Lazy Loading Dataset
LazyDataset is a variant of Dataset that defers expensive operations (preprocessing, encoding) to __getitem__ time, preventing OOM for large or multimodal datasets.
Key Differences from Dataset
| Operation | Dataset | LazyDataset |
|---|---|---|
map |
Executes immediately on all data | Records the operation, applies per-item in __getitem__ |
filter |
Executes immediately | Executes immediately (same as Dataset, index mapping required) |
mix_dataset |
Merges datasets immediately | Records strategy, resolves indices lazily |
encode |
Encodes all data immediately | Records flag, encodes per-item in __getitem__ |
Lazy Map
When you call map, LazyDataset records the preprocessing function instead of applying it eagerly:
from twinkle.dataset import LazyDataset, DatasetMeta
dataset = LazyDataset(DatasetMeta(dataset_id='ms://xxx/xxx'))
dataset.add_dataset(DatasetMeta(dataset_id='ms://yyy/yyy'))
# Per-dataset preprocessing (before mix)
dataset.map(preprocess_fn_a, dataset_meta=DatasetMeta(dataset_id='ms://xxx/xxx'))
dataset.map(preprocess_fn_b, dataset_meta=DatasetMeta(dataset_id='ms://yyy/yyy'))
dataset.mix_dataset()
# Global preprocessing (after mix, applies to all items)

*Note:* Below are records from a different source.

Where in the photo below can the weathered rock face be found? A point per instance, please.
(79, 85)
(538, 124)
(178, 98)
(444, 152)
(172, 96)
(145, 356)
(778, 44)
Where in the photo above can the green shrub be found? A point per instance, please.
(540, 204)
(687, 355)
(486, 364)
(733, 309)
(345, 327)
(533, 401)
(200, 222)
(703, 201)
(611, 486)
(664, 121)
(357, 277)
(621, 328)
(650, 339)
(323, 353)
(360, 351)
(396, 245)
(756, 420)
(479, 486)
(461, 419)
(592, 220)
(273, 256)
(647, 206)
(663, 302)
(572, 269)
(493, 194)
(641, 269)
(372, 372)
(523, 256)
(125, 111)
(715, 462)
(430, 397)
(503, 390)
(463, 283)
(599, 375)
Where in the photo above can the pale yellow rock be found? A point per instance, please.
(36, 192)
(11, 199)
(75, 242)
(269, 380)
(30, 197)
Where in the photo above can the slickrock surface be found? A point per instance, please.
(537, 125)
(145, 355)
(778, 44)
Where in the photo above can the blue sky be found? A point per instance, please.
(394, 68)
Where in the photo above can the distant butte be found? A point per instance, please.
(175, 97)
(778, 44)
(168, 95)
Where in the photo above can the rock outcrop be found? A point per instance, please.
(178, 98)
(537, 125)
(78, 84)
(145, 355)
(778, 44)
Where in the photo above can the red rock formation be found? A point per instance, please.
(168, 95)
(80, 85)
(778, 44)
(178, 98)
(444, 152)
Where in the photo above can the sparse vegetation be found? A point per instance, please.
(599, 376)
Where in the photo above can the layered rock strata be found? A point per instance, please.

dataset.map(global_preprocess_fn)
Before mix:
mapis recorded per-dataset, so different datasets can have different preprocessing pipelines.After mix:
mapis recorded globally and applies to all items regardless of source dataset.All map operations are applied lazily in
__getitem__in the order they were registered.
Lazy Mix
mix_dataset supports two strategies:
dataset.mix_dataset(interleave=True) # Round-robin interleaving (default)
dataset.mix_dataset(interleave=False) # Concatenation
Interleave: Items cycle through datasets in round-robin order. Shorter datasets wrap around.
Concatenate: Items are accessed sequentially — all of dataset A, then all of dataset B.
Lazy Encode
Calling encode only marks the dataset for encoding. The actual template.encode() call happens inside __getitem__:
dataset.set_template('Qwen3_5Template', model_id='ms://Qwen/Qwen3.5-4B', max_length=512)
dataset.encode()
Note:
truncation_strategy='split'is not supported in LazyDataset because splitting may produce multiple outputs from a single item.
Eager Filter
Unlike other operations, filter executes immediately because it needs to build the index mapping of valid items upfront:
dataset.filter(filter_fn, dataset_meta=DatasetMeta(dataset_id='ms://xxx/xxx'))
Remote Execution
LazyDataset has the @remote_class decorator and can run in Ray workers, just like Dataset.